Alright, thank you very much for your help ShyTwig16, this has cleared some things that were confusing.

There's still a tiny problem though.

I tried to attach a snapshot but kept getting an extension error so you'll just have to believe me.

The address being changed: A0438F0C

After enabling script:
storedvalue = 2688781328 = A0438C10
storedvalue+8 = (float)1.4

After disabling script the value in address A0438F0C becomes 0.
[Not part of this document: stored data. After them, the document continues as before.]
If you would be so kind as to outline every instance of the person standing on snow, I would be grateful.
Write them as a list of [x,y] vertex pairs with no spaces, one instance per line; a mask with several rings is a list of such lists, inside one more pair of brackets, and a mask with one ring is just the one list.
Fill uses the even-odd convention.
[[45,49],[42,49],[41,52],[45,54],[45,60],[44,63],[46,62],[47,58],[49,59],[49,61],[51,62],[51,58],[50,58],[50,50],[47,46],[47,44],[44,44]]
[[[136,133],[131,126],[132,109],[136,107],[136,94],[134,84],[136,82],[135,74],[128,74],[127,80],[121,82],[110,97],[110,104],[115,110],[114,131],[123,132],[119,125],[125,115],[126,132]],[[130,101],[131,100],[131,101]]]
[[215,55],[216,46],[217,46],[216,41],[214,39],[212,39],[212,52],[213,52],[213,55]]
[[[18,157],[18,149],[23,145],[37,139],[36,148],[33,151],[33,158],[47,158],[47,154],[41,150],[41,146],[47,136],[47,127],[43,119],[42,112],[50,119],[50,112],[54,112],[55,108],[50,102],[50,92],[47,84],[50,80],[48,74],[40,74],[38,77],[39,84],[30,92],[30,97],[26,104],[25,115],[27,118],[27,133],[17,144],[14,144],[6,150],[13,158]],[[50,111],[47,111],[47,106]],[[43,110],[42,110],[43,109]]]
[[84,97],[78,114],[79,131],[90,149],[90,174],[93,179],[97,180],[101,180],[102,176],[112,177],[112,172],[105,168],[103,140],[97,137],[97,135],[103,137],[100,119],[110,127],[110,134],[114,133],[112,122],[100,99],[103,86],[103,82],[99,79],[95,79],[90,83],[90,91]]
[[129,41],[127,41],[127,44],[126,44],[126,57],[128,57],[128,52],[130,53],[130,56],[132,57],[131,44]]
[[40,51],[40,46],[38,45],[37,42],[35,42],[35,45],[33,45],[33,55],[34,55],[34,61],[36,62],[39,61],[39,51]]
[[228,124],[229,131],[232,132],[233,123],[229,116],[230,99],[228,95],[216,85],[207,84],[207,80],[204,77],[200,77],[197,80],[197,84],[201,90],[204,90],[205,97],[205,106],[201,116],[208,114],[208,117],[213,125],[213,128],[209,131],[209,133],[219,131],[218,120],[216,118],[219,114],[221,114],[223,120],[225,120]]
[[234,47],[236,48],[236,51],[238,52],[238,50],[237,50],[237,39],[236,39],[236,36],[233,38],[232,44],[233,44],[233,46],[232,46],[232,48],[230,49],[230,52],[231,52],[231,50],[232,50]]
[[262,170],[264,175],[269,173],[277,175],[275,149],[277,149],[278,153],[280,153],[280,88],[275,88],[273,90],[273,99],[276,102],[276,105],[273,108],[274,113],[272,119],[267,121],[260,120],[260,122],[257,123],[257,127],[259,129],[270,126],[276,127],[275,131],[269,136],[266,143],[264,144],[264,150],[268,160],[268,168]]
This is exactly what I used:

Code: Select all

luaCall(writeFloat('[storedvalue]+2FC', readFloat('[storedvalue+8]')))

[TimFun13]

It doesn't need the brackets in read float because the address to read is "storedvalue+8", sorry stupid mistake on my part. I bet if you had put in "[storedvalue+8]" as an address you would have seen a "0", maybe "??". Just change it to this.

Code: Select all

luaCall(writeFloat('[storedvalue]+2FC', readFloat('storedvalue+8')))

Well maybe one of these days I might actually help some one? Hope my errors don't add to confusion or aggravation to much, but you can add the addresses as they are in the Lua call in-between the quotations and see where they are pointing to, just to double check at this point (this is where I might have seen my error, hah maybe?).

[Fruitpunch]

Well, you did help me so thanks a million!
Also giving confirmation that the code works now.